Off almost 100 points earlier on, the Dow Jones Industrial Average lost 16.04 points to settle at 12,532.60, with 17 of its 30 components trading lower, with the losses led by Bank of America Corp. , down 3.5%, and Home Depot Inc. , off 1.7%.
Off the Dow, shares of Monsanto gained almost 10% after the St. Louis company lifted its projected earnings for 2008. .
Technology stocks showed some signs of life, with Yahoo Inc. shares gaining 4.4% after Citigroup hiked its rating on the stock. .
The S&P 500 Index gained 3.11 points to 1,352.99, while the Nasdaq Composite Index climbed 14.3 points to 2,341.05.
Volume on the New York Stock Exchange topped 4 billion, and advancing stocks outran those declining nearly 2 to 1. On the Nasdaq, nearly 2.1 billion shares were exchanged, and advancing stocks topped those declining 9 to 5.
Home prices, confidence down
Alternately up and down since the opening bell, the major stock indexes had extended early losses after the Conference Board reported U.S. consumers' confidence fell in March. .
"The recent credit crisis has led to much broader and larger structural issues that will now confront the economy, thereby making future economic data the primary focus," said Tom DiGaloma, head of U.S. Treasury trading at Jefferies & Co.

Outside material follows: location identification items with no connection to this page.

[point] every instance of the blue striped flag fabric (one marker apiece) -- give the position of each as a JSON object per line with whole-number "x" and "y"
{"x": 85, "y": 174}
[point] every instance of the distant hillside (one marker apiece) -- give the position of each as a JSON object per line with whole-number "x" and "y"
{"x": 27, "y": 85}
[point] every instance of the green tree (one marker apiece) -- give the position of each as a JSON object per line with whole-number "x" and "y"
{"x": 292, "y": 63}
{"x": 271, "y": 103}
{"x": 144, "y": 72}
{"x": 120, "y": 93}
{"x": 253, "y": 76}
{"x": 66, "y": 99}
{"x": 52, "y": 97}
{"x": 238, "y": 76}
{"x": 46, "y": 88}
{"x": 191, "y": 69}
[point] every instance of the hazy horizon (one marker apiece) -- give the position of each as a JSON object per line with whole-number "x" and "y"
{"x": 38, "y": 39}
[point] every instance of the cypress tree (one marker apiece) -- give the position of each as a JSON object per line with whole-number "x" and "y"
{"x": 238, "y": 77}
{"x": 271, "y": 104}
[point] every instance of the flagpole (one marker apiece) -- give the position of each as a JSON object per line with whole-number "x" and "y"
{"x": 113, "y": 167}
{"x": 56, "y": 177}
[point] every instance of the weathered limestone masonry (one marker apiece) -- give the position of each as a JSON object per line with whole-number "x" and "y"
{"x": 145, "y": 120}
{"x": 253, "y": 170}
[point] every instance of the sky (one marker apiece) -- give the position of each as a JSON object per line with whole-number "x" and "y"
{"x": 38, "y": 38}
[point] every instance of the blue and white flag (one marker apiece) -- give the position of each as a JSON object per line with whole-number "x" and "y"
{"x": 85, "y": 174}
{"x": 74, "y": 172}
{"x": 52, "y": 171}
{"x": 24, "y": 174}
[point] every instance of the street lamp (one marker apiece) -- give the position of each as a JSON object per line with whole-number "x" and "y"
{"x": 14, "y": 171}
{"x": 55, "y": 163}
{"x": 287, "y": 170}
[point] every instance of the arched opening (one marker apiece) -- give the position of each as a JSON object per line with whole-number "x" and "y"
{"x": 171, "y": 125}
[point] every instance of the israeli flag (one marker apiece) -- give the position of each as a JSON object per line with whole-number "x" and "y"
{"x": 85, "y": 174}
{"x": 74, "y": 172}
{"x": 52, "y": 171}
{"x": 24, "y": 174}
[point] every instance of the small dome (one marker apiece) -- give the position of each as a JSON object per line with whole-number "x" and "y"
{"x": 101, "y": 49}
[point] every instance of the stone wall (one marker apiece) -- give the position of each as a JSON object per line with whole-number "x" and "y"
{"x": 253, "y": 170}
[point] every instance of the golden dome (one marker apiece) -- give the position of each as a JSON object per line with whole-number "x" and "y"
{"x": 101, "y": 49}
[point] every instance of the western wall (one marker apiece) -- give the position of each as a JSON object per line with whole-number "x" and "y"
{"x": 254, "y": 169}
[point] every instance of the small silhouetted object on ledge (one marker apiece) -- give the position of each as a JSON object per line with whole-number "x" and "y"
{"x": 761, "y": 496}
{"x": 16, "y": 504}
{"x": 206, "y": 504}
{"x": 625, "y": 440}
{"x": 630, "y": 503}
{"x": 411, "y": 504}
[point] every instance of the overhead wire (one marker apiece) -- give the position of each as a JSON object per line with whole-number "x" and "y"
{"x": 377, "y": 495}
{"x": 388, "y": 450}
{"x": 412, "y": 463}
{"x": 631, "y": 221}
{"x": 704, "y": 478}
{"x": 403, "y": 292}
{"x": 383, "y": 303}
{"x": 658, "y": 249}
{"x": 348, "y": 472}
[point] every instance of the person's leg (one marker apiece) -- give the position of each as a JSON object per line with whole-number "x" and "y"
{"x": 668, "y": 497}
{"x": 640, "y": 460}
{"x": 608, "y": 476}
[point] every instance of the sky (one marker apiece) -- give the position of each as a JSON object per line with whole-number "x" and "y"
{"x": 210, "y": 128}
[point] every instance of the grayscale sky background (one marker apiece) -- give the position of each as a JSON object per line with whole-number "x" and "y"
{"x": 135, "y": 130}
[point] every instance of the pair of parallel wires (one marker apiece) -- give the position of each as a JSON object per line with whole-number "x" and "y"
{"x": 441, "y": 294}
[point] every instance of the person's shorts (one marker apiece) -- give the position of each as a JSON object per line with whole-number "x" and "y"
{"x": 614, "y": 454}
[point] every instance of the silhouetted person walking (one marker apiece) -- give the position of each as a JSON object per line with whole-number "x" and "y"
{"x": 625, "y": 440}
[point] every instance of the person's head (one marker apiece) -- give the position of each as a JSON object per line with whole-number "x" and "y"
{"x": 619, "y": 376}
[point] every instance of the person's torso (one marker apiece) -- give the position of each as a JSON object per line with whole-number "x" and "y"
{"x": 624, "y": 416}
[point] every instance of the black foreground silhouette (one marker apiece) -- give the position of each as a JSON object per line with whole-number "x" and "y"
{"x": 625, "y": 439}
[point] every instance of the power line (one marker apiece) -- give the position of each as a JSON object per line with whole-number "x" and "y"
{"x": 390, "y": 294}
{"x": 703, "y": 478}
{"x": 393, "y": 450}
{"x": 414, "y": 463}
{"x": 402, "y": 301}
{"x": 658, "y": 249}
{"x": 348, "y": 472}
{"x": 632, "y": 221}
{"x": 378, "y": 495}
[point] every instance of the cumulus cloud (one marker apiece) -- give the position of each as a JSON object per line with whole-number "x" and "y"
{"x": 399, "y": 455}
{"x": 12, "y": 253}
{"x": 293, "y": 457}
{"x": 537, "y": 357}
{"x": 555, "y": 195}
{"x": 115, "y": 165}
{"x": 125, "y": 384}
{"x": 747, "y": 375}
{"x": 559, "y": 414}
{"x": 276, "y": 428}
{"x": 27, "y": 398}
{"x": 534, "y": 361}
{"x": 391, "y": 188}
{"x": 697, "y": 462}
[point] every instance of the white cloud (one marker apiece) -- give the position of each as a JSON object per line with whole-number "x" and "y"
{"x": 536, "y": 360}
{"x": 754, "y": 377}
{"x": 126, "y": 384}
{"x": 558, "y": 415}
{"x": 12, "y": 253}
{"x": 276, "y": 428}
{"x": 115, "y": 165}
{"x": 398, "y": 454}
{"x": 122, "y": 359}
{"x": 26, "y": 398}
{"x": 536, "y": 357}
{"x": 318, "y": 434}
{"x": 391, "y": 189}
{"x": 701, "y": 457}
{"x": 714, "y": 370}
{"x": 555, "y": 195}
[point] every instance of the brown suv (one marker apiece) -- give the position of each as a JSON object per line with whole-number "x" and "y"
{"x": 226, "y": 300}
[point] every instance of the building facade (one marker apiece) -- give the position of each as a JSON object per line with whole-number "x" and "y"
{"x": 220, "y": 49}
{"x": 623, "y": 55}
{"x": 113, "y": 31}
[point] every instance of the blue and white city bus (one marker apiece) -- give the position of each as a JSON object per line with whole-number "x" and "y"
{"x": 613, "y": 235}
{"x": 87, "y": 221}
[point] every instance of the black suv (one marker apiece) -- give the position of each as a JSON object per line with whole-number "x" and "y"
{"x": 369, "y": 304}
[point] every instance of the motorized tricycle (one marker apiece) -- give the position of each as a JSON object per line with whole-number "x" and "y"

Ahead of the opening bell, the latest Case-Shiller data compiled by Standard & Poor's showed U.S. home prices fell 10.7% in the past year. .
On the New York Mercantile Exchange, crude futures reversed earlier losses to close modestly higher, with crude for May delivery settling up 36 cents at $101.22 a barrel.
Gold futures rallied as weakness in the U.S. dollar boosted demand for the precious metal, with the contract for April delivery recently rising $16.30, or 1.8%, to end at $935 an ounce on Nymex. .
The dollar bumped lower, with an index measuring the U.S. currency against a basket of major counterparts at 72.2 off from 72.34 earlier Tuesday. .
U.S. stocks rallied on Monday, furthering the prior session's strong gains, after J.P. Morgan Chase & Co. increased its offer for Bear Stearns Cos. and after the National Association of Realtors reported that sales of existing homes rose for the first time in seven months.
Overseas, international stocks jumped on the Wall Street advance. The FTSE 100 rose more than 3% in London and overnight, the Hang Seng benchmark surged nearly 7% in Hong Kong.